In AP’s description of the conflict, the United States and Israel attacked key military targets and killed Iran’s Supreme Leader Ayatollah Ali Khamenei and other government leaders. The AP said Iran then responded by launching missiles and drones at Israel and at several Gulf Arab states that host U.S. armed forces.

AP also said that leaders who remain in Iran have vowed revenge over Khamenei’s death, adding that the strikes and counterattacks indicate that the killing and U.S. President Donald Trump’s calls for the overthrow of the decades-old Islamic Republic could lead to prolonged conflict that could envelop the broader Middle East.

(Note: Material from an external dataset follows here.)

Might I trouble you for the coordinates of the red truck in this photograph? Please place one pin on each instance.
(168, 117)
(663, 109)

AP’s standards discussion also addressed the question of capitalization, saying it capitalizes “war” only when it is part of a formal name, and that no such formal name exists “as of now.”

The AP said it has used the same approach in other conflicts, including its guidance after Israel’s June 2025 attacks on Iran. AP said it used “war” in the days after the initial attacks and Iran’s retaliation, and that that war lasted 12 days, with Israeli and American strikes, in AP’s description, greatly weakening Iran’s air defenses, military leadership and nuclear program.

AP said it also started using the term “war” for conflicts between Russia and Ukraine and between Israel and Hamas in the days and weeks after fighting began, noting that editors in those cases considered casualties, the intensity of fighting, the involvement of each party, and what each country was calling the conflict.

AP said its language decision-making happens in real time and that news leaders and standards editors will keep monitoring developments to determine whether changes are necessary. At the time of the guidance, AP said the level of fighting constitutes the countries being at war, “no matter what happens next,” adding that if fighting ended soon AP would continue saying the countries had been at war.